We started out in divided Cyprus. I'll come back to these, for now I just want to give you an overview. We worked there for some eight years. We worked in Israel/Palestine for years, and we started work in Bosnia in 1996, and we're still working there. We worked in seven or eight countries in Africa: Liberia, Sierra Leone, we worked in Tanzania, Kenya, Ethiopia, Zimbabwe, Congo, Rwanda, and now Uganda. We worked in India/Pakistan with a focus on Kashmir. We're still working there. I made three trips to Nepal in the last year and a half. We're working with the Dali Lama and the government of Tibet who has been in exile since 1990, helping them to develop a diplomatic corps to negotiate with the Chinese. We work in Sri Lanka and we're working in the Caucuses, in Georgia and Azerbaijan, and Turkey. That's sort of where we have been in our work. We have some basic principles that we follow that I think would be interesting to your audience.

First of all, we only go where we're invited by the people in the country, and that's a very important fundamental belief as far as I'm concerned. Also, we never cross the line between Track II, unofficial citizen diplomacy, and Track I. As some of my friends and colleagues have done that to regret, because they always get kicked out of the country when that happens. We're not there to negotiate a peace treaty. That's not our job.

What we try to do is to interact with civilian leaders across the spectrum, at all levels of society, provide them through training with conflict resolution skills, life and leadership skills, and then allow them to impact on their conflict and their policy makers in their own time frame and their own language and their own culture, and bring about change in that way. Now, this takes time. There are no quick fixes, and of course most governments don't have the patience to wait for that to happen. That's one of the problems you have in Track I diplomacy, you're always impatient. We insist upon building a trust relationship. We believe that you cannot bring change, you cannot get someone to see differently about the enemy, until you develop a trust relationship with each side separately, first, and then together. And that also takes time. We never advertise what we do, or where we go, or what we're doing, and we only operate overseas outside the United States.

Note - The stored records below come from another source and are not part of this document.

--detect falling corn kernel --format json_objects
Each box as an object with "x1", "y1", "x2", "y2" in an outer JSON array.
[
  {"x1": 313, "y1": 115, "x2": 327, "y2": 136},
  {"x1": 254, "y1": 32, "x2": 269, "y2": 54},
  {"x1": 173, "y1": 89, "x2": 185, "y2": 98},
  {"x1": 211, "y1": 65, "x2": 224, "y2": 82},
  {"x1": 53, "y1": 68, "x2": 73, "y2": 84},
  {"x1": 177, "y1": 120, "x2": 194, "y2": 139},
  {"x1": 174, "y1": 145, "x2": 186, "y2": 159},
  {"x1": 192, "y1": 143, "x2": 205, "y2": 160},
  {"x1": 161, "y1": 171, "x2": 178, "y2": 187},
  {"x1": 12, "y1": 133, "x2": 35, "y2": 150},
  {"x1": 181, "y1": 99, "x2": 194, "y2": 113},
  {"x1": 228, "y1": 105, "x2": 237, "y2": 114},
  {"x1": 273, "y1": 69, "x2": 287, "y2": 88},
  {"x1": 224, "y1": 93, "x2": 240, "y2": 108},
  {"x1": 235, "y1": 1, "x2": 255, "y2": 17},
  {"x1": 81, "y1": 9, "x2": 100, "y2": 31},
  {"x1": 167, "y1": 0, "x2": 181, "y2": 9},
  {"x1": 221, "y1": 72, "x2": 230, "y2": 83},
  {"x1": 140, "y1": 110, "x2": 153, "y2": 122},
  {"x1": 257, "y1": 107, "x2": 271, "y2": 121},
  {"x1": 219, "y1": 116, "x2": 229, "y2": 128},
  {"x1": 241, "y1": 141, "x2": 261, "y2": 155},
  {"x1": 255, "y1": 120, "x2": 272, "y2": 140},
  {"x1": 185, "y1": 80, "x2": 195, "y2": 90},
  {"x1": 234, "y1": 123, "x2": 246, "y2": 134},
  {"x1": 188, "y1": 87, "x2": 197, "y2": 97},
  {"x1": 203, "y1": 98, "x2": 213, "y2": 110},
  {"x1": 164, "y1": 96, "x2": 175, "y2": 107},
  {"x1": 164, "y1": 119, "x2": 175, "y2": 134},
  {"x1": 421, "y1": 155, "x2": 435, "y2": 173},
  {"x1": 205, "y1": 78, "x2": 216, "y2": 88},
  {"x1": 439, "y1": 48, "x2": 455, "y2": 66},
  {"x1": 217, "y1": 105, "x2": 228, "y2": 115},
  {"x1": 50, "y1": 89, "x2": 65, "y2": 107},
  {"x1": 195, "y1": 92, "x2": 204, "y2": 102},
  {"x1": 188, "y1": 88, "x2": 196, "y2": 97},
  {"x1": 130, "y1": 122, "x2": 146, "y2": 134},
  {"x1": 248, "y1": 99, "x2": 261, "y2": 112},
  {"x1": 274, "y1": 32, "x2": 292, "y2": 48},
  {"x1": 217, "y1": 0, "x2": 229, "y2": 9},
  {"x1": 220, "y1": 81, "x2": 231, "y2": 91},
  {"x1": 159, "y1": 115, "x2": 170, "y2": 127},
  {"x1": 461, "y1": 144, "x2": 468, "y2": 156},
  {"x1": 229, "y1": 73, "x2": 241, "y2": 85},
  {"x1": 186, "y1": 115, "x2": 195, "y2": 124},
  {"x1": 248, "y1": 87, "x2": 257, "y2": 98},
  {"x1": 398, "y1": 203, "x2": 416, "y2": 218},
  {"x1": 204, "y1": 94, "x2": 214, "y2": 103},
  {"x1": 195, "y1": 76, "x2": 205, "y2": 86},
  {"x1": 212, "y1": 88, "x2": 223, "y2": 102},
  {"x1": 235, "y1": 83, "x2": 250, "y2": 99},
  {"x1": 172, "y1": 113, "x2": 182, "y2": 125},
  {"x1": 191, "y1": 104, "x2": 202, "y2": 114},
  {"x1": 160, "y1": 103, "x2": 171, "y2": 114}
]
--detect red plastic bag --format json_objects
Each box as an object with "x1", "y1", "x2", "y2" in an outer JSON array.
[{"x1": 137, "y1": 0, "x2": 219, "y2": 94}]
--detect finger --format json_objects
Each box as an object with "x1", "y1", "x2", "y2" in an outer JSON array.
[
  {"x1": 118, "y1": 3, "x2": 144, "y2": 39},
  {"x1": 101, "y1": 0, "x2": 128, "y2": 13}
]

What happens is that we get invited in to do a lecture here or a talk there, or maybe a two-hour training. The word begins to get around. We first go in and listen, I should say that. We go and listen; governments don't listen, they don't know how to listen. We then ask for the needs of the people who invited us. Government won't ask you what your needs are, they'll tell you what your needs are, and they'll fix them for you. It's all related to people, but fundamentally based on people, their concerns, their fears, their aspirations, their needs. That's an important element we have to work with. We don't advertise because we're trying to build trust. When we start out, if we decide to take on a program, we also make a five-year commitment to build trust. No weekend, not parachuting in, we're there for five years or longer if they want us. That's another way that you'll actually build trust. So that's an important thing to consider.

When we start out, we make some connections, and we start training then we tell the people we're going to be back in ten days, or two weeks, and we want to meet here. Bring your friends, we say. Word of mouth is what we do. That takes longer, but by word of mouth, you build trust. The people who come to you are already committed to the idea that they really want to learn about how you build a peace process. Those are some basic issues that I feel strongly about.